Photo shows the Gold Fields House in Sydney. Australian private equity group Blackstone has sold a piece of real estate overlooking the landmark Sydney Harbour Bridge and the Sydney Opera House for A$ 415 million ($327 million) to Chinese property giant Dalian Wanda Group.[Photo/Gold Fields House website]

Chinese investors have been moving from core office and residential developments into leisure and industrial assets when they seek opportunities in overseas realty markets, a study said.

Knight Frank, a realty services provider, said a number of recent investment hot spots have shown a discount in prime residential prices compared with key Chinese gateway cities such as Beijing and Shanghai.

"In Los Angeles and Miami, prime apartment prices are both about 25 percent lower than Shanghai, drawing significant interest from high net worth individuals in China," said Dominic Ong, senior director of Asian markets at Knight Frank Australia.

In terms of the attractiveness of investment, using the benchmarks of prime office yields and the spread over the 10-year bond yield, non-core cities such as Frankfurt in Germany, Houston in the United States and Brisbane in Australia may rank higher than the hot spots such as London and New York, according to Knight Frank data.

"Many provincial capitals and key cities in Australia, the United States and the United Kingdom have now presented a better yield spread, which is the gap between the yield return from property investment over bond returns, than the gateway cities of London, New York, Sydney and Melbourne," said David Ji, director and head of research for China at Knight Frank.

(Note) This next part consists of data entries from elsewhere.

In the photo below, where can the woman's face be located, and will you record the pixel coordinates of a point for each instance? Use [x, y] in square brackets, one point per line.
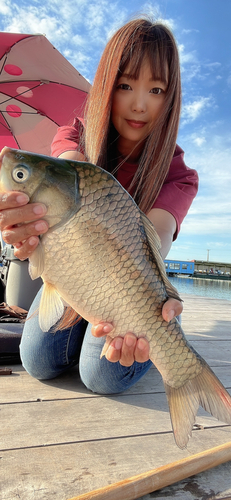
[136, 105]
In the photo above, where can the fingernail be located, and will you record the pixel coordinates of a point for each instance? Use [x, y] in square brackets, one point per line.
[40, 226]
[171, 314]
[22, 198]
[141, 344]
[32, 241]
[39, 209]
[130, 341]
[118, 344]
[107, 328]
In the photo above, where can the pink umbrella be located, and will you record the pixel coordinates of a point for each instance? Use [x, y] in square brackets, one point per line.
[39, 90]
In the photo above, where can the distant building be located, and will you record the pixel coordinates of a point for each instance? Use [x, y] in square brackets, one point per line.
[197, 267]
[179, 267]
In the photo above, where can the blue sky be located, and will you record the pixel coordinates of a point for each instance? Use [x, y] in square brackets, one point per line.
[79, 29]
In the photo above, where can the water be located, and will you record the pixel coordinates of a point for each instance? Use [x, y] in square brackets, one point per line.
[217, 289]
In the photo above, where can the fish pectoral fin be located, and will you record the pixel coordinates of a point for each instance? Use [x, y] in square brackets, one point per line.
[204, 390]
[36, 262]
[155, 245]
[51, 307]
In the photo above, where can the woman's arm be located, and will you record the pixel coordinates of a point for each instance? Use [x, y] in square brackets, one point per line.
[132, 349]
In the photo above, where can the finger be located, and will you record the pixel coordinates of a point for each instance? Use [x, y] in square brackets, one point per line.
[13, 216]
[171, 308]
[23, 250]
[101, 329]
[13, 199]
[15, 234]
[142, 350]
[113, 353]
[128, 349]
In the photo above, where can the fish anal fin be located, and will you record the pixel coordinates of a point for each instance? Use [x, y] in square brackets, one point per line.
[155, 245]
[36, 262]
[51, 307]
[204, 390]
[106, 346]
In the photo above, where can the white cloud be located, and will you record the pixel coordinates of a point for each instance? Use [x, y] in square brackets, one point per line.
[5, 8]
[193, 110]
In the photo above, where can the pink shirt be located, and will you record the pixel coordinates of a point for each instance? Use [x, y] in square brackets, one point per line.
[178, 191]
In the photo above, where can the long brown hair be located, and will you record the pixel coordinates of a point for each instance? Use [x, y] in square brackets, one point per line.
[133, 42]
[130, 45]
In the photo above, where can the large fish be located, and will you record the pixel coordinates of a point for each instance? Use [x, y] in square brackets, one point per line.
[101, 256]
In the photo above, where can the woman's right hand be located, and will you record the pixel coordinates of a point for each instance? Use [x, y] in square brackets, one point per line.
[21, 223]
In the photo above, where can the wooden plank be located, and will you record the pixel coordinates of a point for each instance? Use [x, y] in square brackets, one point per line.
[65, 471]
[20, 387]
[77, 420]
[160, 477]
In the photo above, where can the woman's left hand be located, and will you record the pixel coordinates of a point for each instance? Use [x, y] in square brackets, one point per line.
[130, 348]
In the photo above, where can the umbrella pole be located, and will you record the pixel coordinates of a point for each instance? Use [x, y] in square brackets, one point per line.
[147, 482]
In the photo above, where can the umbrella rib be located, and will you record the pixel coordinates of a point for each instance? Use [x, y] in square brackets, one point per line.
[18, 95]
[10, 130]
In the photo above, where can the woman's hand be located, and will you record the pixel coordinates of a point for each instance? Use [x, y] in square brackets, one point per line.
[20, 222]
[130, 348]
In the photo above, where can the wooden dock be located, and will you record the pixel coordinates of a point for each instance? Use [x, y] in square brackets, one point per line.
[58, 440]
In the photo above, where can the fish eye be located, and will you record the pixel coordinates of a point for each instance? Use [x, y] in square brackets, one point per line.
[20, 173]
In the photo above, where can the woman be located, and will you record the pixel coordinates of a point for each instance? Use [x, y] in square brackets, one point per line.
[131, 127]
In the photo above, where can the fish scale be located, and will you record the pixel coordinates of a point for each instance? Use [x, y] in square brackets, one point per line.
[101, 256]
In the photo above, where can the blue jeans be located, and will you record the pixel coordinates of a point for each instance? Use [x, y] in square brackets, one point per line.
[46, 355]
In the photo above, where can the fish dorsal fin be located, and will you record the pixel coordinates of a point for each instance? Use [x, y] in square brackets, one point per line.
[51, 307]
[36, 262]
[155, 245]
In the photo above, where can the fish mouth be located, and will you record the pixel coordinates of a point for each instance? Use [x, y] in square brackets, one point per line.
[136, 123]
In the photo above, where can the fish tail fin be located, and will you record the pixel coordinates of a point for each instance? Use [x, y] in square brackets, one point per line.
[69, 318]
[204, 390]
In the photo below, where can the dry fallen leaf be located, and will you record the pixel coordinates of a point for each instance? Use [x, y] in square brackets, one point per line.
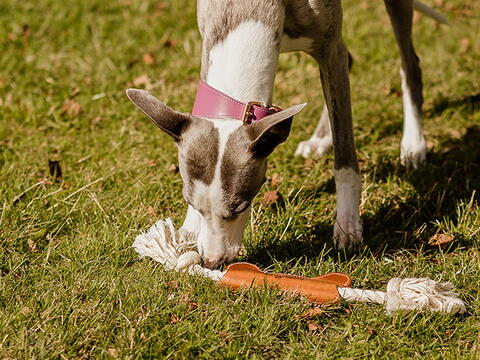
[312, 325]
[113, 352]
[192, 305]
[174, 285]
[312, 312]
[72, 108]
[32, 245]
[170, 43]
[150, 163]
[225, 336]
[464, 45]
[440, 239]
[55, 169]
[151, 211]
[272, 197]
[148, 58]
[174, 319]
[25, 310]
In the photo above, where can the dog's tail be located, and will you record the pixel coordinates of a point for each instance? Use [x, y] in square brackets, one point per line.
[424, 9]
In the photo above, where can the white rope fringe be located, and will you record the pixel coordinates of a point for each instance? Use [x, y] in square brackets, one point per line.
[174, 249]
[410, 294]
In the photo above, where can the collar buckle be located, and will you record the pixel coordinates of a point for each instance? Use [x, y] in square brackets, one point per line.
[249, 111]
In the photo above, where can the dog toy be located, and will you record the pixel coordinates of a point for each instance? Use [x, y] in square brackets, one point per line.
[176, 250]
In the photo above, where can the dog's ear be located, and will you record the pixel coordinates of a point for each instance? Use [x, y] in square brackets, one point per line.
[167, 119]
[271, 131]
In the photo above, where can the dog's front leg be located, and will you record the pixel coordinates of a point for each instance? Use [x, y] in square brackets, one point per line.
[333, 63]
[320, 141]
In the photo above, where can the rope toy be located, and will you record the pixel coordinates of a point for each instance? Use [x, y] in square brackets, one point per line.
[176, 250]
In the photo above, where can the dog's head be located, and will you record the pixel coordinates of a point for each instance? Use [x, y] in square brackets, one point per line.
[222, 164]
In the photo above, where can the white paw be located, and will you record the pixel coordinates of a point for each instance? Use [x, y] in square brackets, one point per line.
[347, 232]
[413, 152]
[313, 147]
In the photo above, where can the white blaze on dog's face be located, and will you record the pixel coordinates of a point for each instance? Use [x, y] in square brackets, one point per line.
[222, 164]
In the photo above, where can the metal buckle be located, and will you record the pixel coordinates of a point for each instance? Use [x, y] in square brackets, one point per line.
[249, 111]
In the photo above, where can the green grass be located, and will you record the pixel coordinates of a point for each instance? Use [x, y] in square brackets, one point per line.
[71, 286]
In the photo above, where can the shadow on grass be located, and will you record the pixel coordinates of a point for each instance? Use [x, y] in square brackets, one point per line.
[470, 102]
[450, 176]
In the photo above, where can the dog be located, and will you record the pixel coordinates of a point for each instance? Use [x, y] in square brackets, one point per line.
[223, 160]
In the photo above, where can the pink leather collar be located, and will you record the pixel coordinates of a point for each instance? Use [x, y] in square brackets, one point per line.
[213, 104]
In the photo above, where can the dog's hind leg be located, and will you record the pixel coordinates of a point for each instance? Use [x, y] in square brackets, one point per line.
[321, 139]
[333, 61]
[413, 148]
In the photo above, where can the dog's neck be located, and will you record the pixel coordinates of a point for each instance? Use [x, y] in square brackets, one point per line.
[243, 64]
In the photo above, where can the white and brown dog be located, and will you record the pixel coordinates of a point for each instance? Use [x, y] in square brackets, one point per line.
[222, 159]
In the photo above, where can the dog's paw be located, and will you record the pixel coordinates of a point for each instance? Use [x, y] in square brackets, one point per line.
[313, 147]
[347, 232]
[413, 152]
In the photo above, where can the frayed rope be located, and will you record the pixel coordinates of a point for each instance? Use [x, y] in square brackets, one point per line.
[177, 250]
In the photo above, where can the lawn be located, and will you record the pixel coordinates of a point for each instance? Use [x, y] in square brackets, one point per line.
[82, 171]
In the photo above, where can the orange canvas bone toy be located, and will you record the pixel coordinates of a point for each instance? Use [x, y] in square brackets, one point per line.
[176, 250]
[322, 289]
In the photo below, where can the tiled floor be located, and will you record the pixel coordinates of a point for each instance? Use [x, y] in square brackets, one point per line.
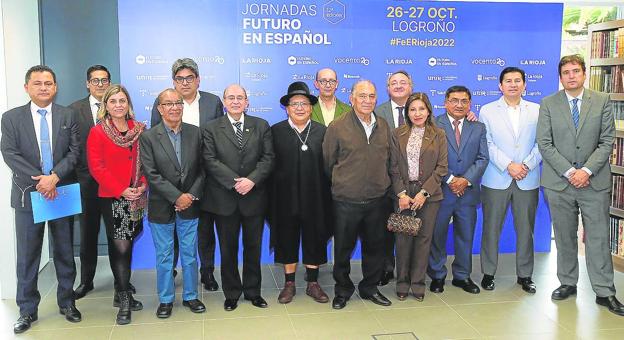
[505, 313]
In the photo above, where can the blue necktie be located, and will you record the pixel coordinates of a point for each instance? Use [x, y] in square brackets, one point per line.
[575, 113]
[44, 143]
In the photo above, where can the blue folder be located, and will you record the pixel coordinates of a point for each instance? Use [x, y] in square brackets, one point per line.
[67, 203]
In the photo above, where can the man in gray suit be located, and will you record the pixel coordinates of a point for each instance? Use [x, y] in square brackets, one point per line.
[399, 89]
[199, 109]
[238, 157]
[40, 145]
[575, 132]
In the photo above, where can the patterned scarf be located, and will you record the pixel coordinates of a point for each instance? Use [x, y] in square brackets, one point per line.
[125, 141]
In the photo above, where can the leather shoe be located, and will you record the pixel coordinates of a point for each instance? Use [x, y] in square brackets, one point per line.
[385, 278]
[194, 305]
[437, 285]
[287, 293]
[164, 310]
[23, 323]
[72, 314]
[467, 285]
[258, 301]
[563, 292]
[82, 290]
[487, 282]
[230, 304]
[315, 291]
[527, 284]
[612, 303]
[210, 283]
[339, 302]
[378, 299]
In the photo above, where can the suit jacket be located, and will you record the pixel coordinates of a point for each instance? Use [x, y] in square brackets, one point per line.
[224, 161]
[167, 178]
[469, 160]
[505, 146]
[210, 107]
[84, 119]
[20, 150]
[317, 114]
[564, 147]
[433, 162]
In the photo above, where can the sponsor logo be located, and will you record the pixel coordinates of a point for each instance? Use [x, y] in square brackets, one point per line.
[334, 11]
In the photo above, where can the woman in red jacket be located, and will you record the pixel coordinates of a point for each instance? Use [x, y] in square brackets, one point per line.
[114, 161]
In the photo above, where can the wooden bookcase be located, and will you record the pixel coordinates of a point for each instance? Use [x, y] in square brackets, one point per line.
[604, 61]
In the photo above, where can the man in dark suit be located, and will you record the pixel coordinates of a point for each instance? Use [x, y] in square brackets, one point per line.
[467, 160]
[238, 157]
[98, 80]
[40, 145]
[575, 132]
[199, 108]
[399, 88]
[171, 158]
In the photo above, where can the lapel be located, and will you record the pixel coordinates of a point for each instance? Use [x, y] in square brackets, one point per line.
[165, 142]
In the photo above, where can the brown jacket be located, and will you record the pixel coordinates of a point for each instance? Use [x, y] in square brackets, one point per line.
[433, 163]
[359, 170]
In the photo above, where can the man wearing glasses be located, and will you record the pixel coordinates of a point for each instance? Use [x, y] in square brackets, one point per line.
[467, 160]
[199, 108]
[359, 161]
[328, 106]
[98, 80]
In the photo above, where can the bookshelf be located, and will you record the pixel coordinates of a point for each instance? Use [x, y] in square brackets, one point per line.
[606, 74]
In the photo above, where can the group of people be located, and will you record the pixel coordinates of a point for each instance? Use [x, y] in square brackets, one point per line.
[329, 169]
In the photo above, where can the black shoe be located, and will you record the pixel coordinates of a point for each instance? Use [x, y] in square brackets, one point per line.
[195, 306]
[82, 290]
[385, 278]
[210, 283]
[72, 314]
[230, 304]
[258, 301]
[23, 323]
[527, 284]
[488, 282]
[339, 302]
[437, 285]
[164, 310]
[467, 285]
[378, 299]
[563, 292]
[612, 303]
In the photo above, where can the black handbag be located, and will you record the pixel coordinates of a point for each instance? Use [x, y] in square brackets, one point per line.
[404, 224]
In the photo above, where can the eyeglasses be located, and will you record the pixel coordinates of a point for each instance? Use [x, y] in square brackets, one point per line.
[326, 82]
[299, 104]
[455, 101]
[170, 105]
[188, 79]
[98, 81]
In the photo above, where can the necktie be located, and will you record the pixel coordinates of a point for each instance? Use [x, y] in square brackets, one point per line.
[401, 117]
[575, 113]
[239, 134]
[457, 134]
[44, 143]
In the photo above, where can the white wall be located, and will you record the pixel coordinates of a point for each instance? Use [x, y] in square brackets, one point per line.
[20, 49]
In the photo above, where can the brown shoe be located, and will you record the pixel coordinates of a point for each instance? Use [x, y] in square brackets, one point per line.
[316, 292]
[287, 293]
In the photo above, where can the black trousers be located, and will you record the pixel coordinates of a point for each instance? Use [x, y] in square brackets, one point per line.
[368, 222]
[29, 241]
[228, 228]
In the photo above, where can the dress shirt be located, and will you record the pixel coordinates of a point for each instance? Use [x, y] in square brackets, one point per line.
[190, 113]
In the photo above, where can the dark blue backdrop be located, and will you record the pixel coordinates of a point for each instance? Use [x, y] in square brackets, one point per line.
[264, 47]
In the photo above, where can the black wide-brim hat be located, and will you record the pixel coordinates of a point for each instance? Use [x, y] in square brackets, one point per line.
[298, 88]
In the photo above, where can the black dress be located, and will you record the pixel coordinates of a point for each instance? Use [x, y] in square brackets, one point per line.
[300, 196]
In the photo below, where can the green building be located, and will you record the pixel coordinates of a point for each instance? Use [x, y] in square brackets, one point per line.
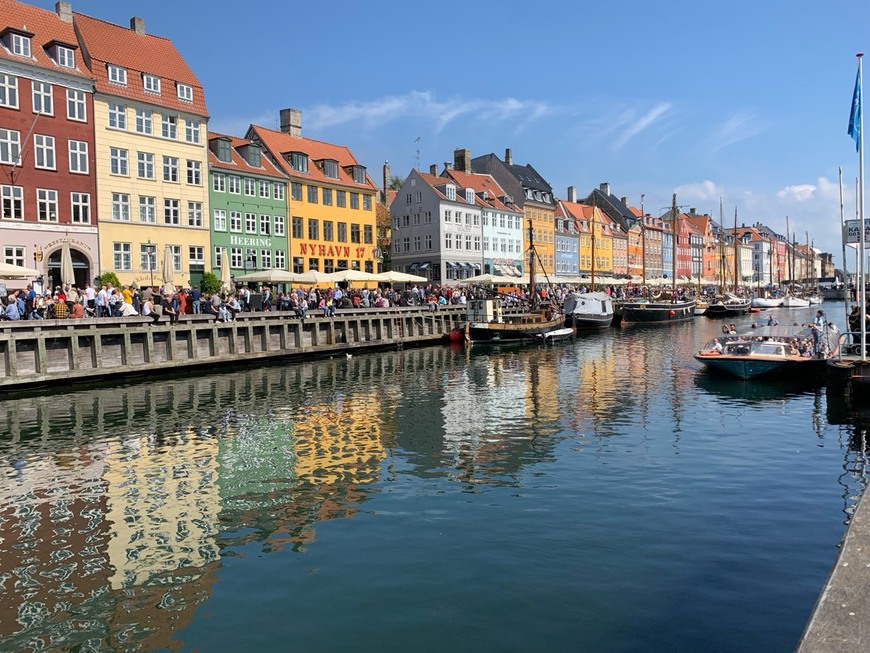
[248, 204]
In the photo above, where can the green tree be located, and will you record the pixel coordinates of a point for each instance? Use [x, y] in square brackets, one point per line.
[210, 283]
[109, 278]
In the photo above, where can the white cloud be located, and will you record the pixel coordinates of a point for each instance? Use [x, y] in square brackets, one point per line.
[797, 193]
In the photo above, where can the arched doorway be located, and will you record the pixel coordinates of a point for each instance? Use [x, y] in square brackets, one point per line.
[81, 268]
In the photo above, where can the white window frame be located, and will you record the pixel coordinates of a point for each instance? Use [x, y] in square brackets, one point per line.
[43, 98]
[78, 157]
[80, 208]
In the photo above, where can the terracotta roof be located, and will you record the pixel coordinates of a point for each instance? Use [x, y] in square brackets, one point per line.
[238, 163]
[281, 144]
[107, 43]
[46, 26]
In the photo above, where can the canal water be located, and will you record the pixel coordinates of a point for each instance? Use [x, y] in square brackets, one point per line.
[598, 495]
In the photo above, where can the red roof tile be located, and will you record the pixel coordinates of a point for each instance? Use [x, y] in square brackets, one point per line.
[107, 43]
[46, 26]
[239, 163]
[281, 144]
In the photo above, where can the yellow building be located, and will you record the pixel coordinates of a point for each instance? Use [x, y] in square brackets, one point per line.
[151, 156]
[332, 199]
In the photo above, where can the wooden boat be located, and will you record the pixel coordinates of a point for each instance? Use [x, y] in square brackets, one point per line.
[587, 311]
[766, 352]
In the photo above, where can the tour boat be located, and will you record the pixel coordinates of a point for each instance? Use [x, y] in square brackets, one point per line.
[766, 352]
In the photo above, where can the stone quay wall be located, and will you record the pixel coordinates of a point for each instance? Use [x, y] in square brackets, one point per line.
[55, 352]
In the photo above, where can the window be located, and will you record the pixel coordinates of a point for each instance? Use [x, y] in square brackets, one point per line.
[118, 162]
[42, 98]
[80, 205]
[185, 92]
[236, 257]
[43, 147]
[299, 161]
[117, 75]
[194, 173]
[147, 209]
[122, 256]
[20, 45]
[13, 255]
[194, 214]
[151, 83]
[144, 121]
[192, 131]
[171, 212]
[145, 165]
[147, 256]
[170, 168]
[13, 202]
[66, 57]
[8, 91]
[76, 109]
[10, 146]
[169, 126]
[121, 207]
[117, 115]
[78, 157]
[236, 221]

The desire to diversify risk into various markets, build brand internationally and help manage future occupation costs are also pushing institutional investors to increase outward real estate investment, the report said.

Chinese outward real estate investment skyrocketed from $600 million in 2009 to about $15 billion last year, Knight Frank said. So far, this investment has been focused in gateway cities in Australia, the US and the UK, the report said.

In 2014, Australia recorded the strongest growth in inbound real estate investment from China, with a rise of more than 60 percent year-on-year.

Market observers said that Chinese investors, whether they are institutions such as banks and insurance firms or super-rich individuals, have been diversifying in many locations. Small and medium-sized State-owned developers and private developers are also expanding overseas and look into more diversified local markets.

Chinese investors are shifting toward sustainable long-term returns and taking more factors into consideration than just price appreciation, market analysts said.